第2話 ― 9

 求人票を手に取ったまま、再び例の利用者様が待つ窓口へ戻ります。

 口元だけを器用に緩ませた表情をした利用者様の目の前で、その求人票に軽く目を通し、それからまずは説明を。


「先にご注意させていただきますが、利用者様の場合ですと助成金チートスキル制度はかなり審査が厳しいものとなります。私共は利用者様の性格適正審査をやり直すという手段に出ることも可能ですが、そうなってしまうと利用者様の転生許可は取り消される確率が非常に高いでしょう。この点ご理解いただけるようでしたら、このままお話を勧めさせていただきます」

「えー、なにそれ脅し? ってか結局チートスキル貰えないの? クソじゃん」

「いいえ、今回はこちらの確認不足により手続きに手間を生じさせてしまったお詫びもございますので、そちらの方も一つだけ用意させていただきました。最後にご説明させていただきますが、当課で用意できるものの中では最低ランクの物とはいえ持っているのといないのとでは雲泥の差かと」

「おおー、いいねいいね。ラノベのお決まりじゃん。最弱スキルだけど実は使いようによっては最強ってやつ?」


 利用者様は実に嬉しそうにそう仰いました。実際のところ、これが最弱の能力であるかと問われれば到底頷きかねるものではございます。ただ一つ間違いないのは、どう扱ってもこれが最強に含まれることは無いだろう、という点のみでございました。

 とはいえ、今この場で利用者様に説明して差し上げることはできないのですが。


「転生可能な世界の方ですが、こちら求人票によりますと魔法の概念がある世界でございますね。魔物なども生息しており、その分少々危険度は高くなっております。該当世界側からの申請内容では、機転が利く方やガッツのある方を希望するとのことでして。その代わり、特殊技能や特殊な知識はなくとも対応可能であるとされております」

「……あれ、ナナミちゃんそれって」


 ここまでの説明で、こちらの事情を知っているハヤセさんは内容を察したようでございました。少し戸惑ったような顔ではありますが、少なくとも先ほどまでのように顔をしかめてはおりません。

 多くを語るとボロが出ます。私はただ無言でうなずくに留めました。これでも私ナナミは、冷静かつ的確に、仕事には真面目に取り組むのがモットーでございますので。当然ながらこちらの利用者様に関しても最適な対応とサービスを判断し、正確にご説明させていただくつもりでございます。

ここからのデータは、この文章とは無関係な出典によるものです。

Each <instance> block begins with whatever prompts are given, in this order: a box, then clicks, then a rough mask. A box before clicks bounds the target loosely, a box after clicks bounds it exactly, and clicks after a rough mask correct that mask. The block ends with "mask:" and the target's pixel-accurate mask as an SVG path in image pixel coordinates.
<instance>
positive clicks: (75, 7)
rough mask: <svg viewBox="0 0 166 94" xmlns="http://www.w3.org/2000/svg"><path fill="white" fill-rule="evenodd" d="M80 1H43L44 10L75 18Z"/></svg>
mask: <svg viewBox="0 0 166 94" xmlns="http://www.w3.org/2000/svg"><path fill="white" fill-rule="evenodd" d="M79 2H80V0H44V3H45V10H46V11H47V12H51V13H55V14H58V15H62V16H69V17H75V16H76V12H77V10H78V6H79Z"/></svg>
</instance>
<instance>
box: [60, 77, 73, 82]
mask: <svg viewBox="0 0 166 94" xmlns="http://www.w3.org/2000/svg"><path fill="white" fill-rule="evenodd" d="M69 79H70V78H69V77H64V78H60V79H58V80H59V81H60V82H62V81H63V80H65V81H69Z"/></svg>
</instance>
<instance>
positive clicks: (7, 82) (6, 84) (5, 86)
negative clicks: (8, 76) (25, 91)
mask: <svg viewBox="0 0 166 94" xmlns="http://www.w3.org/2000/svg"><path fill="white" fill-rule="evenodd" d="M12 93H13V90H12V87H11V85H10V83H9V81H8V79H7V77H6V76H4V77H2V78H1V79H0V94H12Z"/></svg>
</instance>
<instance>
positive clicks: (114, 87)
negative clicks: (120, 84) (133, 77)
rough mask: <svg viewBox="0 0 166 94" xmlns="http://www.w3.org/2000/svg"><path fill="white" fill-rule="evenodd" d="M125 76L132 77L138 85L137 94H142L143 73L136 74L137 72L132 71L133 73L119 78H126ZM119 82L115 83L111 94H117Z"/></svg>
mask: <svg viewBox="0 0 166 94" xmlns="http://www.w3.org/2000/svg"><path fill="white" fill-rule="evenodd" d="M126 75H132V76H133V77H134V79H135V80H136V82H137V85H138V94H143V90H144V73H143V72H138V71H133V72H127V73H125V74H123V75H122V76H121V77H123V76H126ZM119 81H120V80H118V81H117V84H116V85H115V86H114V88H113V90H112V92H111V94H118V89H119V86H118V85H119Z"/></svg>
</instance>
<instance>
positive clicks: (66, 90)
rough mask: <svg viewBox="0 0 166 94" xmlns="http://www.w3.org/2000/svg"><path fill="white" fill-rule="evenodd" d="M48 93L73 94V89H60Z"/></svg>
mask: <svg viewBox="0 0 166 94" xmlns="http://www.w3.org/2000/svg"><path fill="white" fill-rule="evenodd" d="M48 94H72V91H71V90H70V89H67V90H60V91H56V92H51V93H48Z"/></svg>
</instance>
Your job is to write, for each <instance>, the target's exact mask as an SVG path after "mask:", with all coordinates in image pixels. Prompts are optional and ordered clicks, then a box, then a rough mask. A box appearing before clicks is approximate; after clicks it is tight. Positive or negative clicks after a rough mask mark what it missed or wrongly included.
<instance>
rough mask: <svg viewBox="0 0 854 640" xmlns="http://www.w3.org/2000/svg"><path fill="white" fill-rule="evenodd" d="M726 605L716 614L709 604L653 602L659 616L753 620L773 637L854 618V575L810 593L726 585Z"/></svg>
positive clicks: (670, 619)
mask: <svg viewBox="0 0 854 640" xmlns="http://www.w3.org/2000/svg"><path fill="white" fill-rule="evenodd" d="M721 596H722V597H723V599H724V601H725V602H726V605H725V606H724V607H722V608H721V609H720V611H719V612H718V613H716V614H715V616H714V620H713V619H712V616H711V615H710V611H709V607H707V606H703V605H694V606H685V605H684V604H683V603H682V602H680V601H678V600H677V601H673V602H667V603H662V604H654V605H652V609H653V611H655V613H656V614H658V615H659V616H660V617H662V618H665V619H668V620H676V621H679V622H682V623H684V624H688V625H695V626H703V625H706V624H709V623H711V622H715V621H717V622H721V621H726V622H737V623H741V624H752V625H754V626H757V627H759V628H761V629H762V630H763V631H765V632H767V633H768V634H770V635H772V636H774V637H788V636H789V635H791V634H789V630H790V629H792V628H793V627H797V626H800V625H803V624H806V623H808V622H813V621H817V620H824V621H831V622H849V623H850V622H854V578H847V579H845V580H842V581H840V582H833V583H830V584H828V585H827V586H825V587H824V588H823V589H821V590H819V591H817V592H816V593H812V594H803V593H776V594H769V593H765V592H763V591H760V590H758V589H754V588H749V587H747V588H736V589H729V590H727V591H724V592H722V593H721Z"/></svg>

「利用者様の場合ですと、ご自身の適正から考えてこちらの世界が最も活躍できる可能性があるかと思われますが」

「それは、剣と魔法の世界? 俺チートスキルも一個貰って行ける?」

「ええ、その点に関しましては私、保証させていただきます。ただしこちらの求人票、対応期限が本日までとなっておりまして……こちらの世界であれば特別にという前提で助成金チートスキルも許可が降りる算段ですので、ここ以外ですとやはり能力は得られないかと」

「え、待って待って! 行くよ、俺そこが良い! その世界行くから! チートスキル欲しい!」


 ええ。

 この利用者様であればきっとそう仰っていただけると思っておりました。そこで初めて、私は手に持っていた求人票を利用者様の前に差し出して、その隅の署名欄を指さしました。

 

「でしたら、こちらの書類に署名をお願いいたします。こちらの書類、もうあと五分もすれば上司のところへ持ち込んで期限切れとなりますのでお急ぎくださいませ」

「わ、わかったよ、すぐ書くから」


 大急ぎで利用者様はその欄に自身のお名前を記入し、それを私に差し出して、


「では、手続き完了でございます」


 その言葉と共に、利用者様の体がみるみるうちに透けてまいりました。

 私も実際に転生に立ち会うのはこれが初めてでございますが、なるほど、このように利用者様は転生されるのですね。このまま音もなくどんどん透けていって、完全にこの場から消滅するのにはおおよそ十秒程度でしょうか。

 その間に、まだ伝えていない内容をお伝えする必要がございました。


「順番が前後いたしまして申し訳ございません。今回ご用意させていただきました利用者様の能力なのですが」

「あ、そうだよ俺まだ聞いてなかっ」

「百年間不死身、でございます」

「不死身……? え、ちょっと待ってそれ」

「では、担当はハヤセと私ナナミがさせていただきました。良き異世界生活を送られますようお祈りしております」


 私がそう言いながら頭を下げた、ちょうどその瞬間。

 利用者様は完全にその場から消滅されたのでした。


「……ナナミちゃんさぁ、怒るとほんとやる事エグイよね」

「仕事は徹底することを信条としておりますので」

「そこで否定も肯定もしないんだもんなぁ」


 後に残された私たちは、その後の利用者様の事を知る術を持ちません。

 それでも、その様子をある程度予想するくらいはたやすいものでございました。